We note that ${t_2}$ can be obtained from ${t_1}$ based on the paraxial approximation. The same values for $f$ and $r$ are used as for ${t_1}$ in the simulation. The results for ${t_1}$ and ${t_2}$ are almost identical, highlighting the validity of the paraxial approximation in modelling this thin lens.

It is interesting to note that the thin lens algorithm predicts that these lenses produce their bright spots at a distance that is slightly defocused. The quadratic phase lens function that defines these lenses is essentially a paraxial model, by which we mean that such a phase function will produce accurate focusing when the NA is small (resulting from a small lens aperture and/or a long focal length). However, a lens with an NA of 0.6 cannot be considered paraxial. If we had employed the Fresnel transform (or rather a numerical equivalent), which is of course itself based on the paraxial approximation, then this lens would indeed produce the brightest spot at the focal plane as expected. However, here we use the AS method, which can be related to the RS diffraction integral and is more accurate in modelling light propagation for numerical apertures of 0.6. Therefore, we find that the quadratic phase lens is imperfect for an NA of 0.6 and produces the brightest spot at a distance that is slightly defocused.
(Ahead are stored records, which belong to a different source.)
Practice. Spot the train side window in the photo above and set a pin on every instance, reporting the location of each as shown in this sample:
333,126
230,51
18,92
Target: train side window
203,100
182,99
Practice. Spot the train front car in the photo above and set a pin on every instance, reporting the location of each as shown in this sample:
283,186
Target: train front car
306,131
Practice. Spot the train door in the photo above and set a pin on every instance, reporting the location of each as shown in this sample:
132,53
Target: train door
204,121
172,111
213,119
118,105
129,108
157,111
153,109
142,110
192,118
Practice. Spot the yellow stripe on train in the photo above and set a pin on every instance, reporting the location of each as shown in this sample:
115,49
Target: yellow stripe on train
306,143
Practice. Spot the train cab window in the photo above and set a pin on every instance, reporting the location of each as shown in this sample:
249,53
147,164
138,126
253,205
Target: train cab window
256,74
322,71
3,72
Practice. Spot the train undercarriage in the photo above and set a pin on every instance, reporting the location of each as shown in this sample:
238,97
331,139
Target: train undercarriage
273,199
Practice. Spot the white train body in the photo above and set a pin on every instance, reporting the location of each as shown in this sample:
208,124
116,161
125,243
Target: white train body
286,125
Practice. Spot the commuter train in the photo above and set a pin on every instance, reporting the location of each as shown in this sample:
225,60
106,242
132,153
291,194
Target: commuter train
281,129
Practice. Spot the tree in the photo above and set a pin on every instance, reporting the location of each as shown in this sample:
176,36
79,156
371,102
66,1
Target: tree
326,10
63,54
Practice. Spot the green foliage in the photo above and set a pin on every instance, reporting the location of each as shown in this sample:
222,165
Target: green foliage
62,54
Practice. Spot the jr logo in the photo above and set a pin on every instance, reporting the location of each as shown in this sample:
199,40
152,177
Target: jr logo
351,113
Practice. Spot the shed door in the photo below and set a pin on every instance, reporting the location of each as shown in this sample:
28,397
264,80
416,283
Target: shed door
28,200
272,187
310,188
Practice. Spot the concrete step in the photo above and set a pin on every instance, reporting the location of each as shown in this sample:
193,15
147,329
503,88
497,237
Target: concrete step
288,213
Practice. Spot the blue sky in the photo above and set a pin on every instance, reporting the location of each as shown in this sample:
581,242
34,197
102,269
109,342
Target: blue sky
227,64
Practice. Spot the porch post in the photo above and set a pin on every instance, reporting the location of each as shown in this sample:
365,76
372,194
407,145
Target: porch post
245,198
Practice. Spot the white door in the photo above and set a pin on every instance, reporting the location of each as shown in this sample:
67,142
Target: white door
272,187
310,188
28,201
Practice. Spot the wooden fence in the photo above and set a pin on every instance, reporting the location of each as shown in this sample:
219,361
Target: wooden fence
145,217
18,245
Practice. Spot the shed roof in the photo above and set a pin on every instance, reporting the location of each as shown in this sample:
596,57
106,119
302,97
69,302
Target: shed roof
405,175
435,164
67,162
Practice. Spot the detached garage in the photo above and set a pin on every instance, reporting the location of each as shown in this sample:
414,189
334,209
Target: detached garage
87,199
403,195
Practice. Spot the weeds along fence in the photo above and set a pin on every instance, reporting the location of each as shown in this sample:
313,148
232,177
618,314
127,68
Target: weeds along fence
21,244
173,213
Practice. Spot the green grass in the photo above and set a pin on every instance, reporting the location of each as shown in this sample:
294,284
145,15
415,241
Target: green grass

A third thin-lens function was investigated, where

$$\begin{array}{*{20}{l}}{{t_{\text{RS}}}(x,y)}&={ \exp [- jk{r_f}(x,y)]P\!\left({\frac{x}{R},\frac{y}{R}} \right)},\\[4pt]{{r_f}(x,y)}&={ \sqrt {{x^2} + {y^2} + {f^2}}}.\end{array}$$

This definition is borrowed from the Rayleigh–Sommerfeld (RS) diffraction integral, which relates a field ${u_0}({x_0},{y_0})$ to the diffracted field at distance $z$ as follows:

$$\begin{split}{u_z}({x_z},{y_z}) &= - \frac{1}{{2\pi}} \times \int_{- \infty}^\infty {u_0}({x_0},{y_0})\frac{\delta}{{\delta z}}\\&\quad\times\left[{\frac{{\exp (- jk{r_z}({x_z} - {x_0},{y_z} - {y_0}))}}{{{r_z}({x_z} - {x_0},{y_z} - {y_0})}}} \right]{\rm d}{x_0}{\rm d}{y_0}.\end{split}$$

This integral can be rewritten as a convolution as follows:

$$\begin{split}{{u_z}({x_z},{y_z})}& = {{u_0}({x_0},{y_0}) * {h_z}({x_0},{y_0})},\\{{h_z}({x_0},{y_0}) }&= {- z\frac{{\exp \left[{jk{r_z}({x_0},{y_0})} \right]}}{{2\pi r_z^2({x_0},{y_0})}}\left[{jk - \frac{1}{{{r_z}({x_0},{y_0})}}} \right].}\end{split}$$

The complex term in square brackets has an approximately constant phase angle of $\pi /2$. Thus, a point source of light, represented by a Dirac-delta functional (see Supplement 1), will produce a diffraction pattern at distance $f$ with a phase function given by the conjugate of ${t_{\text{RS}}}$. Such a lens function, which we refer to as a Rayleigh–Sommerfeld (RS) lens going forward, can therefore be expected to produce a highly focused spot after propagation a distance $z = f$. Selecting $f = 3.3\;{\rm{mm}}$ and choosing all of the same sampling parameters as for the previous two cases, the resulting intensity is shown in Figs. 4(c1) and 4(c2). The spot in this case is significantly more tightly focused and as a consequence is more intense than for the previous cases, and it is scaled $\times 0.05$ for comparison. The wide range of intensity allows only a small region around the focus to be visualized using a linear scale; hence, an inset image shows the logarithm of the intensity to reveal the light pattern in the region of the focus in more detail. The inset image in Fig. 4(c2) shows the profile of the focused spot, which is significantly narrower and $\times 20$ more intense that the corresponding profiles shown in Figs. 4(a2) and 4(b2).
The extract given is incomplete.